John Stockton and his 15,806 career assists (nearly 4,000 more than runner-up Jason Kidd) is the most accomplished passer of all time. He’s done things like this:
And this:
I could make a million assist-related charts encapsulating all or large chunks of Stockton’s career. But I’d rather not. I’d rather zoom in on his 1991-92 season. Why that season? Afterall, it wasn’t ‘even’ one of the three most prolific passing seasons of his career. Well, for starters, check out the assist progression throughout that season of the NBA’s top passers:
There are two inflection points that jump out to me. One is at game 60 — we couldn’t have known it at the time, but after the Jazzman’s 16-assist outing in his 60th game, he could’ve taken the final 22 games off and still have led the league in assists.
The other is up at game 80. At that point Stockton was sitting at 1,082 assists on the season when no one else wound up finishing within 200 of that. Then in game 81, he had 23 assists. Then in game 82, he had 21 assists. Kevin Porter in March of 1975 is the only other NBA player who’s ever pulled off back-to-back games with more than 20 assists.
As for the 44 total assists in the two games, not only has no one else had that many across back-to-back games in the 37 years since Stockton entered the league, but only 2010-11 Rajon Rondo (41) early in the season and 1990-91 Scott Skiles (43 after recording 13 assists in the game following his single-game record 30) have exceeded 40.
And of course that was just the icing. Those 44 assists in two games came to close out a season in which he was already towering over everyone to the point he only needed to play the first 60 games to be the assist king.

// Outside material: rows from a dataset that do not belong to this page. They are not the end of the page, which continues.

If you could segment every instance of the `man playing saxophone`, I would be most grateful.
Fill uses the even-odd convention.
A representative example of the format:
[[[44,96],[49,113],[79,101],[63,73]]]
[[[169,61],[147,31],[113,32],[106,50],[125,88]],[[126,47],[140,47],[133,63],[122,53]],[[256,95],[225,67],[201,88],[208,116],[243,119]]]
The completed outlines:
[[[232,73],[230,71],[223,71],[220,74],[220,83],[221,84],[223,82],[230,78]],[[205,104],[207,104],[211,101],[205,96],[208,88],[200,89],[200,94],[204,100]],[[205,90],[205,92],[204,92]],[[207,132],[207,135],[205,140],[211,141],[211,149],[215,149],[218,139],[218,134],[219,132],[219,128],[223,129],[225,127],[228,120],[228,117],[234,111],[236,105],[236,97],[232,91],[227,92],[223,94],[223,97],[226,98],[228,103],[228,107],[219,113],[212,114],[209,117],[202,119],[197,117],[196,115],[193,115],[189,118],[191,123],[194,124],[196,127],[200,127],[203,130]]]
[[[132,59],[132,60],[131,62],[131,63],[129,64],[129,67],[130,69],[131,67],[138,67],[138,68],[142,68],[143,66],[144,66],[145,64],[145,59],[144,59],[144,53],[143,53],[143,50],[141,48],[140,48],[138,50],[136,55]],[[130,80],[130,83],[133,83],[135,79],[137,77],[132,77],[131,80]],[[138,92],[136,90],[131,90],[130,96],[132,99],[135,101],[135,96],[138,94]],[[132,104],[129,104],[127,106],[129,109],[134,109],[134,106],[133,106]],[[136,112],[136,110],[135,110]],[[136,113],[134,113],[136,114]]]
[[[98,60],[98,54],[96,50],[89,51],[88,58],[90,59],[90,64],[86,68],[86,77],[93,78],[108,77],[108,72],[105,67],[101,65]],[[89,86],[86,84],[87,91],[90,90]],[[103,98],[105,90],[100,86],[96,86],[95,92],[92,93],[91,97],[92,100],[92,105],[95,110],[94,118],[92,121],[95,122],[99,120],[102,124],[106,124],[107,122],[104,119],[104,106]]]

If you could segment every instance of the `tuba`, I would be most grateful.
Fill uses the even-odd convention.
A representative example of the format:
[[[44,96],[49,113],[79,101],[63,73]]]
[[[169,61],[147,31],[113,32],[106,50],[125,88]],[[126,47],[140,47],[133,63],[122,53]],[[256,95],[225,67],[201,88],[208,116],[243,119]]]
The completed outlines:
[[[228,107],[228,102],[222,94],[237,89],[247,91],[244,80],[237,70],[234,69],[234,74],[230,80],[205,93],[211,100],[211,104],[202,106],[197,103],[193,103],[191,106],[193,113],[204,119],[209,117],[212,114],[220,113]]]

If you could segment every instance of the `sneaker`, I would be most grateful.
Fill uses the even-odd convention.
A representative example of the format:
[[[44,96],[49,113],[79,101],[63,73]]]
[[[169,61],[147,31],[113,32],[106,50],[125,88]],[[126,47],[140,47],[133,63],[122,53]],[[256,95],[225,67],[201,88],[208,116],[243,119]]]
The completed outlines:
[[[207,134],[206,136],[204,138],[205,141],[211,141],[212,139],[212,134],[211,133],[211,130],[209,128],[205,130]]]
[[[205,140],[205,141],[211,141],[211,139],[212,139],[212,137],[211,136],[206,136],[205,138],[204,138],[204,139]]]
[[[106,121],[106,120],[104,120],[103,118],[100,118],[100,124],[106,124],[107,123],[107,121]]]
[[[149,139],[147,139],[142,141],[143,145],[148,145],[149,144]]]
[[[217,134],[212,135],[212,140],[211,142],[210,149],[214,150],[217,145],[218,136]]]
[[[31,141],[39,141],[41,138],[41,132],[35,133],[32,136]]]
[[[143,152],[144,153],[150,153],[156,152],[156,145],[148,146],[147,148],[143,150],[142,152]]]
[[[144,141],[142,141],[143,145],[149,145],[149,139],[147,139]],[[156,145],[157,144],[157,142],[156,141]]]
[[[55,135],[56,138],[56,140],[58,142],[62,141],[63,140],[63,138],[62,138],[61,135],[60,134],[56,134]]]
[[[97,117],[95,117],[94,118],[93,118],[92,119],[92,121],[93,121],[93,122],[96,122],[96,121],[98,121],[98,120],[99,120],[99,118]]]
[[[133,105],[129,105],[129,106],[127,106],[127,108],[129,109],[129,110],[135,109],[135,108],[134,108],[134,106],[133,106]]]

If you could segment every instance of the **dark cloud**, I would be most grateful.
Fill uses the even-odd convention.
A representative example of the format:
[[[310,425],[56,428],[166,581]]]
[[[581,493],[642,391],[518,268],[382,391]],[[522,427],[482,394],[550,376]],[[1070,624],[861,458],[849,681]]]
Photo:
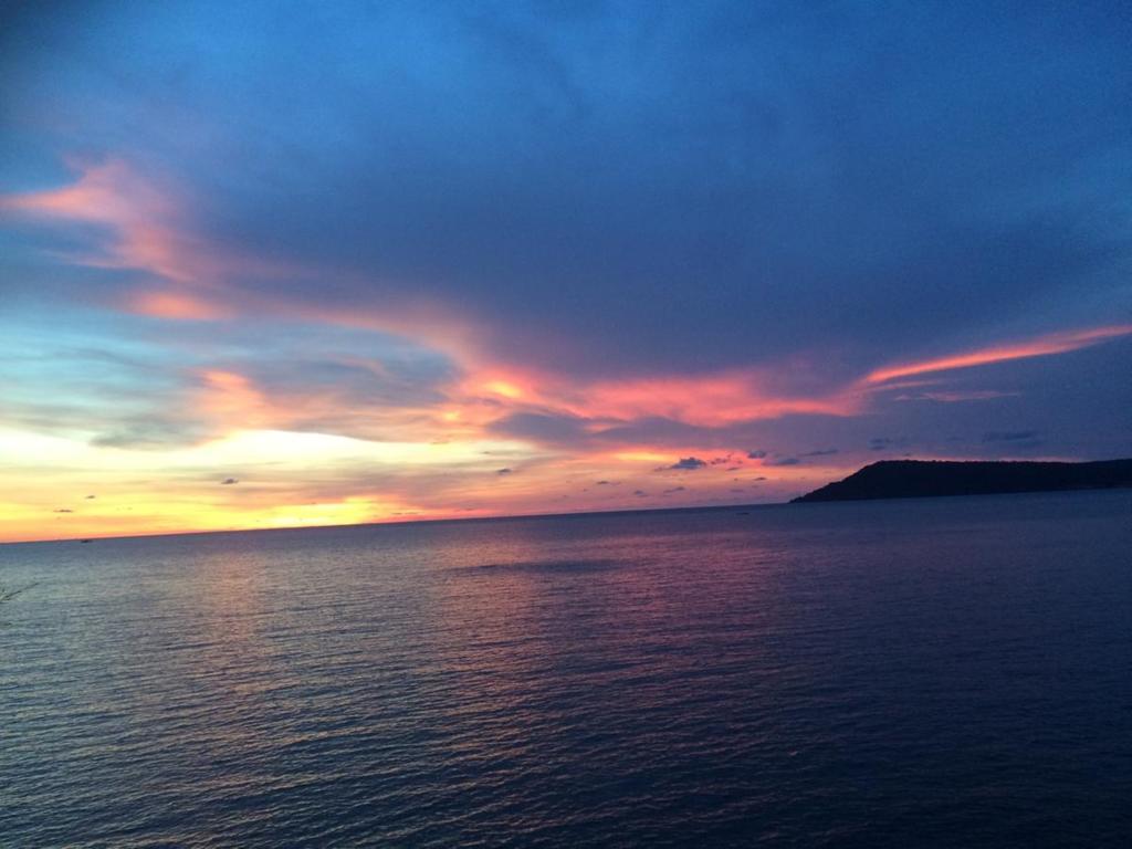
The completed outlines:
[[[869,451],[889,451],[890,448],[902,448],[908,444],[904,437],[874,436],[868,440]]]
[[[767,460],[766,465],[798,465],[801,461],[798,457],[778,457],[777,460]]]
[[[983,435],[984,443],[1022,443],[1032,441],[1038,435],[1036,430],[989,430]]]
[[[694,469],[703,469],[707,463],[700,457],[681,457],[671,465],[662,466],[660,471],[667,471],[670,469],[692,471]]]
[[[53,147],[160,163],[207,198],[197,235],[220,252],[335,272],[233,275],[241,294],[448,305],[506,361],[695,371],[805,348],[846,352],[827,368],[843,375],[1015,320],[1100,318],[1123,292],[1115,3],[394,3],[334,26],[271,3],[122,5],[33,31],[0,95],[68,115]],[[255,31],[272,38],[249,61]],[[170,102],[170,120],[208,117],[215,155],[153,120]]]

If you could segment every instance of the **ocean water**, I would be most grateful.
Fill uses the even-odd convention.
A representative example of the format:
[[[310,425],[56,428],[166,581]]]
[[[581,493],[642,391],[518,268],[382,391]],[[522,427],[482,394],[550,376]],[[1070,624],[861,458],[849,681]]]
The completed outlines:
[[[0,846],[1121,847],[1132,492],[0,546]]]

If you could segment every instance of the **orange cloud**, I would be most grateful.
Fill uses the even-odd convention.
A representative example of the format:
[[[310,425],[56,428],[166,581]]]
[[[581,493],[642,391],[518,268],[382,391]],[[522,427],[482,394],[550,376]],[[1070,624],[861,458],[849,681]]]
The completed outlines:
[[[209,321],[229,318],[232,311],[217,303],[189,294],[168,291],[136,292],[125,302],[126,309],[139,316]]]
[[[1026,342],[1007,343],[992,348],[980,348],[967,353],[951,354],[933,360],[921,360],[919,362],[907,362],[900,366],[890,366],[877,369],[868,374],[864,383],[883,384],[900,377],[912,375],[926,375],[933,371],[950,371],[952,369],[974,368],[976,366],[988,366],[995,362],[1006,362],[1009,360],[1024,360],[1031,357],[1047,357],[1049,354],[1077,351],[1081,348],[1096,345],[1117,336],[1132,334],[1132,325],[1113,325],[1108,327],[1094,327],[1084,331],[1065,331],[1062,333],[1050,333],[1045,336],[1028,340]]]
[[[2,196],[0,209],[111,231],[109,245],[101,252],[76,257],[79,264],[145,271],[171,283],[205,288],[218,286],[234,273],[282,271],[275,264],[218,250],[196,237],[187,198],[122,160],[70,164],[78,171],[70,186]]]

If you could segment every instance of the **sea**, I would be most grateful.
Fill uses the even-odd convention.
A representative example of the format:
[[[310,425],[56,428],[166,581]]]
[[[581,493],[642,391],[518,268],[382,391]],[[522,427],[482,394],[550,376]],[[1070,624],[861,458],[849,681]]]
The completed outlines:
[[[1132,491],[0,546],[2,847],[1132,846]]]

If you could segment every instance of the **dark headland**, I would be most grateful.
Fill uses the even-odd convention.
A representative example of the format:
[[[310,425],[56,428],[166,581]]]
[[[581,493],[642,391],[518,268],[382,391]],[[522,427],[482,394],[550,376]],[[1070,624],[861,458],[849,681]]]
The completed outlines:
[[[794,499],[857,501],[1132,487],[1132,460],[1094,463],[886,460]]]

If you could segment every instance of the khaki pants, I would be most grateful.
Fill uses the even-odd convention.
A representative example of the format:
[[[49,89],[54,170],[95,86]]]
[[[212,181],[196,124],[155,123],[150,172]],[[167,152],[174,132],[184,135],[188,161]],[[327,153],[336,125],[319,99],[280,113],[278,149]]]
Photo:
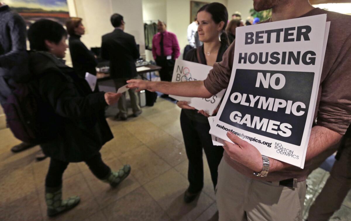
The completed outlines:
[[[294,189],[258,181],[222,158],[216,189],[220,221],[302,220],[306,181],[298,182]]]
[[[127,84],[127,81],[129,80],[127,78],[116,78],[114,79],[116,86],[116,90],[121,87]],[[141,111],[139,105],[139,98],[135,92],[135,89],[130,89],[128,90],[129,97],[131,98],[131,104],[134,113],[139,114]],[[126,92],[122,93],[122,96],[118,100],[118,109],[119,109],[119,116],[126,117],[128,115],[128,109],[127,108],[127,101],[126,100]]]
[[[335,161],[325,185],[310,209],[309,221],[326,221],[339,210],[351,188],[351,138],[344,137],[340,158]]]

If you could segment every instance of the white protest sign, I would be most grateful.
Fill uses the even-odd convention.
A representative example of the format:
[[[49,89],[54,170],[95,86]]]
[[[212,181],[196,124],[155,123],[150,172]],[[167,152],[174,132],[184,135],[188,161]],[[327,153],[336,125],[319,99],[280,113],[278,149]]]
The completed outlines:
[[[211,66],[177,59],[176,60],[173,71],[172,82],[205,80],[212,68]],[[178,100],[187,101],[190,106],[197,110],[203,110],[211,115],[218,106],[225,91],[225,90],[222,90],[209,98],[186,97],[171,95],[170,97]]]
[[[237,28],[230,80],[210,133],[231,142],[230,131],[262,155],[303,168],[326,19],[319,15]]]
[[[95,87],[96,86],[96,82],[98,80],[96,76],[89,72],[86,72],[85,73],[85,80],[88,82],[88,84],[90,86],[92,91],[94,91],[95,90]]]
[[[215,117],[210,117],[207,118],[210,126],[212,123],[214,122]],[[224,142],[220,138],[219,138],[212,134],[211,135],[211,137],[212,138],[212,143],[215,146],[223,146],[224,145]]]

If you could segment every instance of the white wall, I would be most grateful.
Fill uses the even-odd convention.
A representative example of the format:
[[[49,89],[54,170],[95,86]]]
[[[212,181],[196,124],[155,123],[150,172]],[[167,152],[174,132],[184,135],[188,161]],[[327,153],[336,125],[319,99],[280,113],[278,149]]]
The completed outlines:
[[[143,0],[143,20],[166,21],[166,0]]]
[[[241,18],[244,21],[246,18],[250,16],[250,11],[253,8],[253,1],[252,0],[228,0],[227,9],[229,14],[230,19],[232,15],[237,11],[241,13]]]
[[[201,0],[201,1],[211,2],[214,1]],[[228,0],[216,1],[227,6]],[[167,0],[166,8],[167,30],[177,35],[182,53],[180,56],[183,56],[184,48],[188,44],[186,32],[188,26],[190,24],[190,0]]]

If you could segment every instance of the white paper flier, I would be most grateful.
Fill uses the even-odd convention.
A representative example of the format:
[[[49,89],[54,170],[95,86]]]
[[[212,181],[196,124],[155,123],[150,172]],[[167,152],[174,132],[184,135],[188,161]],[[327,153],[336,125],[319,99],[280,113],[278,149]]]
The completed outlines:
[[[319,15],[237,28],[230,80],[210,133],[230,142],[230,130],[262,154],[303,168],[326,19]]]
[[[92,91],[94,91],[95,90],[95,87],[96,86],[96,82],[98,79],[96,76],[93,74],[92,74],[88,72],[85,73],[85,80],[88,82],[89,86],[90,86]]]
[[[214,121],[215,117],[210,117],[208,118],[210,127],[212,126],[212,123]],[[224,142],[220,138],[217,137],[212,134],[211,135],[211,137],[212,138],[212,143],[215,146],[224,145]]]

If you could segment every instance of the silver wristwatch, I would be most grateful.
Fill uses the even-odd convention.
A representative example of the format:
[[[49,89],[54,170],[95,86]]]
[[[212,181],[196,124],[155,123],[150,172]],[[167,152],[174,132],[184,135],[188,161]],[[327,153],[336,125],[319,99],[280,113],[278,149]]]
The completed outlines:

That year Stockton also set what I believe to truly be one of the most unbreakable non-grand-slams-in-an-inning records: 77 games in a season with at least 10 assists. The most anyone else has ever had is 67, but in the last 30 years, no one’s even had more than 60:
I can’t imagine we’ll ever again see someone play a full season with no more than five single-digit assist games. Oh by the way, Stockton had either eight or nine assists in four of the five games he didn’t have 10:
And remember, this wasn’t even one of the greatest assist seasons of his career. Sheesh.